Bloomberg Law
Feb. 25, 2022, 10:35 AM

Covid Vaccine Mandate Religious Exemptions Give Hospitals Leeway

Allie Reed
Allie Reed
Reporter

Understaffed hospitals that don’t want to lose employees to the Biden administration’s Covid-19 vaccine mandate have an out. They can freely accept religious exemption requests, no matter their validity, and still be compliant in the eyes of the Centers for Medicare & Medicaid Services, several labor and employment lawyers said.

Regulating religious exemptions gives health-care employers power to enact policies that balance concerns about litigation, safety, and workforce shortages as facilities enter a third year of unpredictable staffing and budget woes.

“None of these decisions are made in a vacuum or looking at just one form of risk,” said Caroline Park, a partner at Wiggin and Dana LLP.

Health-care facilities across the U.S. are subject to the vaccine mandate after months of litigation that kept employers and health-care workers on their toes. Several lawsuits contested the mandates for the impact they would have on the already-drained workforce, particularly in rural areas.

While the CMS vaccine mandate is strict, requiring 100% staff vaccination rates for full compliance, hospitals are not asked to report how many religious exemptions they grant. When hospitals are audited, “surveyors will not evaluate the details of the request for a religious exemption, nor the rationale for the hospital’s acceptance or denial of the request,” the CMS said.

“The bar for establishing a sincerely held religious belief is quite a low one,” said Sonya Rosenberg, a partner at Neal, Gerber & Eisenberg. Employees just need to prove that their opposition to the vaccine is religious in nature, as opposed to political or personal.

But a precedent set by a 1977 Supreme Court decision also gives employers discretion to deny requests if they pose an undue burden on their business.

This means employers “can move everywhere from granting no religious exemptions to being very flexible and open to all religious exemptions,” based on their priorities, said Lawrence Gostin, a professor of health and constitutional law and director of Georgetown University’s O’Neill Institute for National and Global Health Law.

Legal Obligations

Religious beliefs are hard for businesses to evaluate because “you can’t get in somebody’s head,” said Julia Zuckerman, vice president in the compliance practice at Segal, an HR and benefits consulting firm.

“You can establish a process that’s universally applied and fairly communicated,” which the CMS would check during an audit, Zuckerman said.
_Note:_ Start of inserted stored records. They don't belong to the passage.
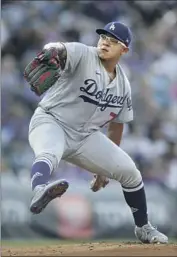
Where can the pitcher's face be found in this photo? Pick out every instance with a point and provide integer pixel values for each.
(110, 47)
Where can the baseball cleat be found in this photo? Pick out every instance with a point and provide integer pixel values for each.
(43, 194)
(98, 182)
(150, 235)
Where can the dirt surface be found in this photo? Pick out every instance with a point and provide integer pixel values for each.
(92, 249)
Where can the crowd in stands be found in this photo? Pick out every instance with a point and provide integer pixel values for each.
(151, 66)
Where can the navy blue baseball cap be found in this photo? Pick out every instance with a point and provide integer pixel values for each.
(119, 30)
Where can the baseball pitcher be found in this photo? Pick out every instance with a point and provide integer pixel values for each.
(84, 89)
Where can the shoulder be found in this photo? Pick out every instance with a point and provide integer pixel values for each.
(124, 77)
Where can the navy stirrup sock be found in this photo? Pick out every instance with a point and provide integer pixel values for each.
(40, 174)
(137, 202)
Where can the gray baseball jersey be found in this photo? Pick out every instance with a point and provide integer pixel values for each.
(83, 98)
(81, 102)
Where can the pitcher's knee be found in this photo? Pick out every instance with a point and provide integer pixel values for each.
(51, 159)
(130, 178)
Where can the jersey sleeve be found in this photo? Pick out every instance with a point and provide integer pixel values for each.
(126, 113)
(75, 52)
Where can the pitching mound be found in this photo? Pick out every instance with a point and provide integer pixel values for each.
(92, 249)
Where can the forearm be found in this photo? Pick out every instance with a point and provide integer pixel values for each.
(62, 53)
(115, 131)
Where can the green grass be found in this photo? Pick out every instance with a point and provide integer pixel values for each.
(24, 243)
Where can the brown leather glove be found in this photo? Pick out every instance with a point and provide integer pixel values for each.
(43, 71)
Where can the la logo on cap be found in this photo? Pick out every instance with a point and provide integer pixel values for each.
(112, 27)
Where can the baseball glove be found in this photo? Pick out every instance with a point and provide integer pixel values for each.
(43, 71)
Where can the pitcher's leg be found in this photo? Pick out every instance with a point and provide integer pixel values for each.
(101, 156)
(48, 143)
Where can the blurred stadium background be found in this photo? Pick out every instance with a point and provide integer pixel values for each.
(150, 139)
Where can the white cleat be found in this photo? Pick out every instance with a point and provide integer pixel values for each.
(43, 194)
(150, 235)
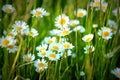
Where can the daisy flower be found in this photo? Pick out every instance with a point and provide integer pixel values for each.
(42, 47)
(66, 53)
(28, 57)
(53, 56)
(8, 8)
(40, 65)
(12, 48)
(74, 23)
(20, 26)
(116, 11)
(56, 47)
(62, 21)
(49, 40)
(39, 12)
(67, 45)
(105, 32)
(42, 54)
(116, 72)
(6, 41)
(31, 32)
(89, 49)
(81, 29)
(80, 12)
(113, 25)
(88, 37)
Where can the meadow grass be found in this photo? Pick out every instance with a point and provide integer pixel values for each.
(93, 64)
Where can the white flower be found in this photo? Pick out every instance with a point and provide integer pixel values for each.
(105, 32)
(56, 47)
(82, 73)
(116, 72)
(42, 47)
(67, 45)
(49, 40)
(42, 54)
(31, 32)
(74, 23)
(39, 12)
(6, 41)
(28, 57)
(20, 26)
(53, 56)
(81, 29)
(62, 21)
(88, 49)
(8, 8)
(88, 37)
(12, 48)
(40, 64)
(80, 12)
(66, 53)
(113, 25)
(116, 11)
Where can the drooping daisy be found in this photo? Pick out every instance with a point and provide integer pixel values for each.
(105, 32)
(80, 12)
(67, 45)
(12, 48)
(39, 12)
(8, 8)
(116, 72)
(53, 56)
(49, 40)
(20, 26)
(88, 37)
(62, 21)
(40, 65)
(88, 49)
(56, 47)
(66, 53)
(113, 25)
(6, 41)
(116, 11)
(31, 32)
(28, 57)
(42, 54)
(80, 29)
(65, 32)
(74, 23)
(42, 47)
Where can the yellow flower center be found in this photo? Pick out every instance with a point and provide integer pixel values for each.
(40, 64)
(42, 48)
(88, 39)
(62, 21)
(8, 10)
(118, 73)
(30, 33)
(67, 45)
(80, 14)
(11, 46)
(43, 53)
(18, 28)
(105, 33)
(28, 58)
(95, 4)
(65, 32)
(52, 55)
(50, 41)
(55, 48)
(37, 13)
(5, 42)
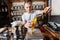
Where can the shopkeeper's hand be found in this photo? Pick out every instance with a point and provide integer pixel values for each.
(29, 24)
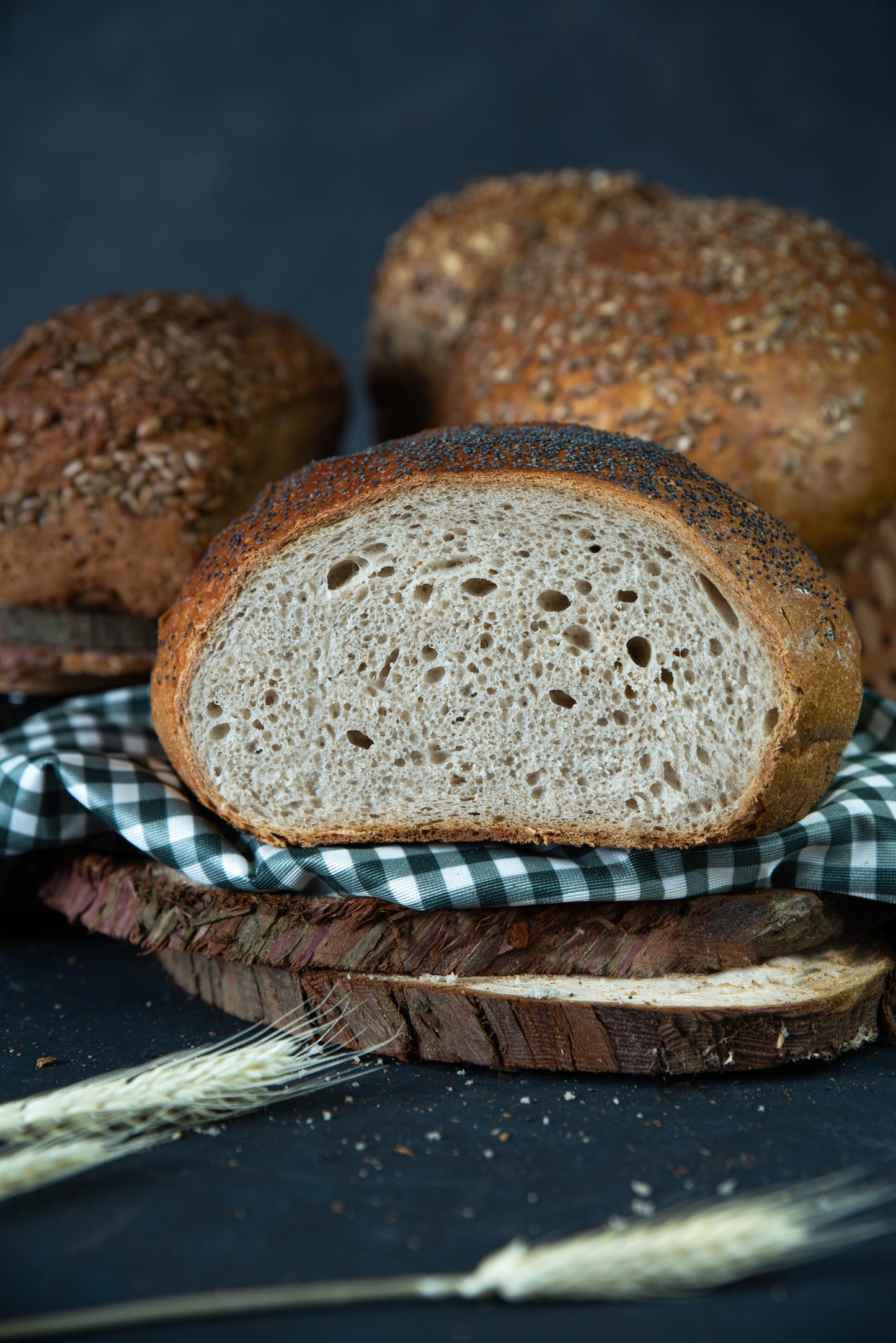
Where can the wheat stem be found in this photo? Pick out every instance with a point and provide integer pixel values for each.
(192, 1087)
(691, 1249)
(35, 1165)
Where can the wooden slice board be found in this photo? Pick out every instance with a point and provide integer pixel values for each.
(704, 985)
(73, 652)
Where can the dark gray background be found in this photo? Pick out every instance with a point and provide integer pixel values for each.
(269, 148)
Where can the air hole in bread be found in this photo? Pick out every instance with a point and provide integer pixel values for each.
(639, 650)
(552, 600)
(479, 587)
(717, 600)
(340, 574)
(390, 663)
(578, 637)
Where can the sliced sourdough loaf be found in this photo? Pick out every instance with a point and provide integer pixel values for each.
(527, 634)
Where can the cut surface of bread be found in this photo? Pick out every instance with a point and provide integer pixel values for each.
(516, 656)
(486, 658)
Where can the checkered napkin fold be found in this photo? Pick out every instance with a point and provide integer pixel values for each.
(93, 764)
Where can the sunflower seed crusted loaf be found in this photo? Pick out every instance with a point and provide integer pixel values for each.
(530, 634)
(755, 340)
(132, 429)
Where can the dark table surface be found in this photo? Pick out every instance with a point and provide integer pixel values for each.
(269, 148)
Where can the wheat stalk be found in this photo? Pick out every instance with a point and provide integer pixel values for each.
(34, 1165)
(192, 1087)
(692, 1249)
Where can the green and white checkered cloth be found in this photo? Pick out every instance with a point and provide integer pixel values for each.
(93, 764)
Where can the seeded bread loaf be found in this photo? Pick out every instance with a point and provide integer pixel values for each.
(451, 256)
(760, 341)
(531, 634)
(132, 429)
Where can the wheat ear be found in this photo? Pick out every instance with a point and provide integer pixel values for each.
(192, 1087)
(695, 1248)
(34, 1165)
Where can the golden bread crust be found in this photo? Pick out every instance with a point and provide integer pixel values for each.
(756, 340)
(132, 429)
(453, 254)
(753, 559)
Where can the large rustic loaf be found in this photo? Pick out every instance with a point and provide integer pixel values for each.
(530, 634)
(760, 341)
(131, 430)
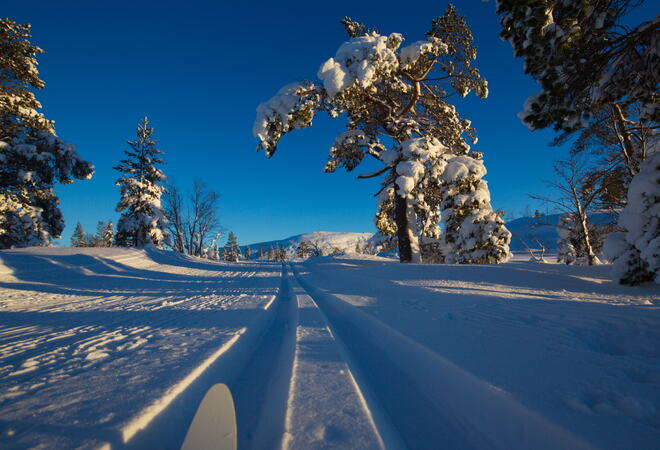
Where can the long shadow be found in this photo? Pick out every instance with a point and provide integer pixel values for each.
(87, 275)
(162, 318)
(511, 274)
(31, 267)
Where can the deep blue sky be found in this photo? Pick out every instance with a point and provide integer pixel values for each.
(199, 69)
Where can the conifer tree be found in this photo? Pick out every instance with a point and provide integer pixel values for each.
(142, 221)
(590, 65)
(395, 99)
(635, 251)
(303, 250)
(32, 157)
(79, 238)
(232, 251)
(108, 234)
(583, 58)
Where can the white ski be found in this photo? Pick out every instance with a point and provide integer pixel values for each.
(214, 424)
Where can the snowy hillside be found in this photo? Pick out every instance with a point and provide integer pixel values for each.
(527, 230)
(326, 241)
(114, 348)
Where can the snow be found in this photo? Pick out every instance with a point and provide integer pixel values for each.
(116, 347)
(326, 241)
(277, 108)
(360, 60)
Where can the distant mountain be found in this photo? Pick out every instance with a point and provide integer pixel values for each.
(327, 242)
(527, 230)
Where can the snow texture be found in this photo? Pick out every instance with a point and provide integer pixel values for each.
(116, 347)
(360, 61)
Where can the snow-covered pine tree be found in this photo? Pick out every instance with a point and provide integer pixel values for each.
(473, 232)
(635, 252)
(303, 250)
(590, 64)
(79, 237)
(142, 221)
(566, 228)
(32, 157)
(395, 101)
(232, 251)
(108, 234)
(585, 59)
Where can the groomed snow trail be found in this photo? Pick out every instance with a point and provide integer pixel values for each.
(519, 355)
(116, 346)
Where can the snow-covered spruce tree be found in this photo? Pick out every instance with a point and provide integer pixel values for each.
(108, 234)
(588, 64)
(394, 98)
(32, 157)
(232, 251)
(584, 59)
(79, 238)
(636, 252)
(142, 221)
(473, 232)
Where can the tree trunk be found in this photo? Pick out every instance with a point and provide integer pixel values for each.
(404, 215)
(624, 136)
(582, 215)
(401, 220)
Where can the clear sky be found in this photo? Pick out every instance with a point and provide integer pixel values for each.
(198, 70)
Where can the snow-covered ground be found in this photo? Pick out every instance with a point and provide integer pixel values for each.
(116, 347)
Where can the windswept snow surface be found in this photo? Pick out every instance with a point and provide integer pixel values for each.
(96, 343)
(117, 347)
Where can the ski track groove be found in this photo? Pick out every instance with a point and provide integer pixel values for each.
(54, 351)
(439, 417)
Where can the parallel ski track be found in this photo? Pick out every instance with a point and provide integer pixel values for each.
(398, 377)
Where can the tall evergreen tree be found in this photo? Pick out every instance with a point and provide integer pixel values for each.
(142, 221)
(396, 101)
(590, 66)
(79, 238)
(635, 252)
(232, 251)
(32, 157)
(108, 234)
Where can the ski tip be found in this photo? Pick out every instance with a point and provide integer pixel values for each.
(214, 425)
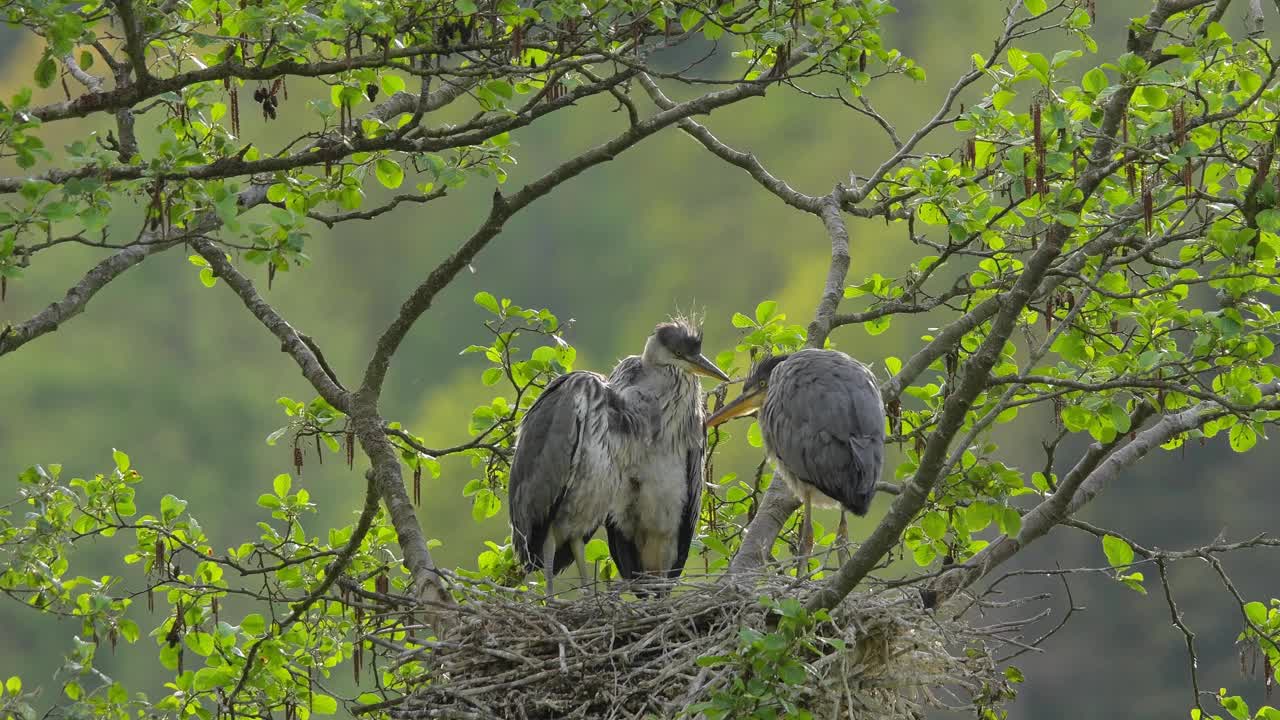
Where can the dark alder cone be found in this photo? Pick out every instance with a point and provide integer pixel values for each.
(1129, 171)
(160, 560)
(1148, 205)
(417, 484)
(895, 417)
(1037, 123)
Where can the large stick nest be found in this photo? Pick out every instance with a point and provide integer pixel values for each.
(510, 655)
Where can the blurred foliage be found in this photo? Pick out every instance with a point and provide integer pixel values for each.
(204, 390)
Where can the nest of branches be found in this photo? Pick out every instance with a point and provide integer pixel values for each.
(878, 655)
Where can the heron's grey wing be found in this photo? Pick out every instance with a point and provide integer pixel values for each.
(543, 468)
(693, 506)
(635, 413)
(824, 420)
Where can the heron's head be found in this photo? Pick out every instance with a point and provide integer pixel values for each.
(755, 388)
(679, 343)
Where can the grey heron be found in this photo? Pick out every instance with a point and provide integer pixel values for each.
(656, 516)
(583, 437)
(823, 425)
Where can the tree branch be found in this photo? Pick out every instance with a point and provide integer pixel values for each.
(291, 341)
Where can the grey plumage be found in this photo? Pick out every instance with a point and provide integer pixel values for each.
(822, 419)
(823, 425)
(626, 449)
(653, 525)
(565, 475)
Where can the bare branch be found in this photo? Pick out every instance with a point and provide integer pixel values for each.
(744, 160)
(291, 341)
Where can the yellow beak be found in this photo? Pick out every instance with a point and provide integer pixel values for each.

Some businesses may inquire into an employee’s religious background or previous vaccination history.

Others may accept a signed self attestation. Florida, for example, offers employers a model form that doesn’t probe employees.

Health-care facilities do need to be careful to comply with Title VII of the Civil Rights Act of 1964, which bars them from discriminating against employees based on religion. They should avoid overly invasive questions because “you don’t want to have an employee feel like they’re being asked to jump through hoops” for requesting a religious exemption, said Deepa Menon, an associate at Eversheds Sutherland LLP.

The best way to avoid Title VII litigation risk is to be overly generous doling out exemptions, Park said.

Some hospitals have chosen that strategy to ameliorate staffing concerns, which have been a significant strain on the industry. Midland Health, a hospital in Texas, received 209 religious exemption requests and granted 207 of them, said Public Relations Manager Tasa Richardson.

The CMS is likely to be understanding of facilities “where there happen to be a lot of people with sincerely held religious beliefs against vaccination,” Zuckerman said.

But exemptions shouldn’t be provided for a staff member “who requests an exemption solely to evade vaccination,” a CMS spokesperson said.

Undue Burden

The health-care setting is different from other workplaces because the CMS is bound by a duty to regulate the health and safety of the facilities it funds to protect patients. That’s partly why the Supreme Court allowed the health-care worker vaccine mandate to take effect, but blocked a mandate for larger businesses.

The Supreme Court has tended to side with the government and employers on cases involving religious exemptions, but that could change soon.

“One of the touchstones of the Supreme Court ideologically is religion,” and “there’s a determined five-member majority of the court” that might “preference religion over public health,” Gostin said.

Employers have quite a bit of flexibility to deny religious exemptions. Hospitals treat sick patients, so it’s an easy argument to claim that unvaccinated staff would be a threat to health and safety and a hardship on the business, said Benjamin Fenton, a partner at Fenton Law Group LLP.

Accommodations such as regular testing or shifting to remote work may not be possible or practical in the health-care industry. Hospitals could also raise concerns about unvaccinated employees requiring longer quarantine and isolation periods, Park said.

Still, health-care facilities may choose not to be overly strict. “Employers tend to work it out,” Zuckerman said. “There’s a labor shortage and employers are not in the business of wanting to deny religious exemptions so much as wanting to ensure that they have a workforce.”